This command is only to be used on an ABR. When this command is used on the ABR, it generates the default route in the NSSA area with the P-bit cleared so that the type 7 LSA is not translated by other ABRs, hence R5 not translating the default route into a type 5.
If you do a "show ip ospf da nssa-external 0.0.0.0", the options field should say "No Type 7/5 translation".
For more information on the usage of the P-bit, please refer to RFC3101.
Of course Mr Ritter is 100% correct, but just to add a little something....
Not only will you see the No Type 7/5 translation, but you will also see a 0.0.0.0 forwarding address, which violates another requirement that type 7 LSAs need a non-zero forwarding address if they are to be translated into a type 5 LSA.

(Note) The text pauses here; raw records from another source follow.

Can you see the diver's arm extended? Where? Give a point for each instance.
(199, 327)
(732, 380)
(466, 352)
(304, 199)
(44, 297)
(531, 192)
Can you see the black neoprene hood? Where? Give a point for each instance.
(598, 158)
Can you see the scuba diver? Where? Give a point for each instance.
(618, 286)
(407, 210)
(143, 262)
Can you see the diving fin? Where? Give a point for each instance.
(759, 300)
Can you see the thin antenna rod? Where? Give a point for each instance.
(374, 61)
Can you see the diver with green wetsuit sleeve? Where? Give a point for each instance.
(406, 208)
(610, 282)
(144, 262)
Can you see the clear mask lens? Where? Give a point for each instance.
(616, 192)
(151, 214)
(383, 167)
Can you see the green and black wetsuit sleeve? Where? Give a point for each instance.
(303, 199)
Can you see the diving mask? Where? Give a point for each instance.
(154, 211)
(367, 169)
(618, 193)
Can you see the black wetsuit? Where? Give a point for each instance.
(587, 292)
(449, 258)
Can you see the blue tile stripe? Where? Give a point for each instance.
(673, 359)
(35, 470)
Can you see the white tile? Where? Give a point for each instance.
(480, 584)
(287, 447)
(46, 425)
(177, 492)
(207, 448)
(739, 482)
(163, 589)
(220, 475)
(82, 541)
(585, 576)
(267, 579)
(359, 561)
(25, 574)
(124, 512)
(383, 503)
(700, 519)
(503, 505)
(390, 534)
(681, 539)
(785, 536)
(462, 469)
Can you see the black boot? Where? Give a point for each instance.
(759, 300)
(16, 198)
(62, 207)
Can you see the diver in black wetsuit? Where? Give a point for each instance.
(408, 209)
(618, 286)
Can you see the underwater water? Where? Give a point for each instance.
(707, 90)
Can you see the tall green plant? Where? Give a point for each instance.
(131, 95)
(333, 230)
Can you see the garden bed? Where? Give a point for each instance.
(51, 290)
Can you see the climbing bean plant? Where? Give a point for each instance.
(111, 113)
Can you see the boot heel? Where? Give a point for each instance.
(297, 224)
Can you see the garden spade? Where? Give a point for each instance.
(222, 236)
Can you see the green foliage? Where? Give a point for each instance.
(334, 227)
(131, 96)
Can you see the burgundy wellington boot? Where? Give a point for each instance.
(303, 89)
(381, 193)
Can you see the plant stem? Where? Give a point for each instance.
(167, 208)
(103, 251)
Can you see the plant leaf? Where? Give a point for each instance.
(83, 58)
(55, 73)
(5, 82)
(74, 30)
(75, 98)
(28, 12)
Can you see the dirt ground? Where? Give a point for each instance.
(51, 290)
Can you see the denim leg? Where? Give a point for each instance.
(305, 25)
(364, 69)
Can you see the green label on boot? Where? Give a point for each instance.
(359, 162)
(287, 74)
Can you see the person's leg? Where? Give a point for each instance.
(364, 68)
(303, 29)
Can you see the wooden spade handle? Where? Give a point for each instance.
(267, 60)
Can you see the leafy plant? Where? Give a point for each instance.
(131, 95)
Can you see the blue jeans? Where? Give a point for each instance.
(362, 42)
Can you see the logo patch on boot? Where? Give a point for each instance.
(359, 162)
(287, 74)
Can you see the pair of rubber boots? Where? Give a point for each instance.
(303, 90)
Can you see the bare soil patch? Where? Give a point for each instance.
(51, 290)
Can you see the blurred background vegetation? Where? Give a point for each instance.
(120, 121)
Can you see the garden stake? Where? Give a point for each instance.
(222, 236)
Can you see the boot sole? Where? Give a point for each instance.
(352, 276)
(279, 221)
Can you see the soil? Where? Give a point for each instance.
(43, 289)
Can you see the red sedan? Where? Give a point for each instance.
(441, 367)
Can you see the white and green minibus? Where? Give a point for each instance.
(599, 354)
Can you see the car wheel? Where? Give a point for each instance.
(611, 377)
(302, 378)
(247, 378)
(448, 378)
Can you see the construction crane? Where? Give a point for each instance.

Moreover, that non-zero address must be internal to the OSPF domain, otherwise OSPF will not allow an external network with an external forwarding address to be placed in the routing tables of routers that sit behind the ABR. It does this to prevent routing loops.
I am sharing this with you because your problem reminded me of an issue I had like this that kicked my ass for a few hours before I figured it out using a Ciscopress book called "Troubleshooting IP Routing Prtocols." :-)
Just some clarification. The "area nssa deafult-information originate" command can also be used on a non-ABR router but requires the router to already have a default route installed in the RIB from a source other than ospf.
Also, the type 7 LSA will not be translated to a type 5 LSA by the ABR even if the P-bit unless the fowarding address is also set.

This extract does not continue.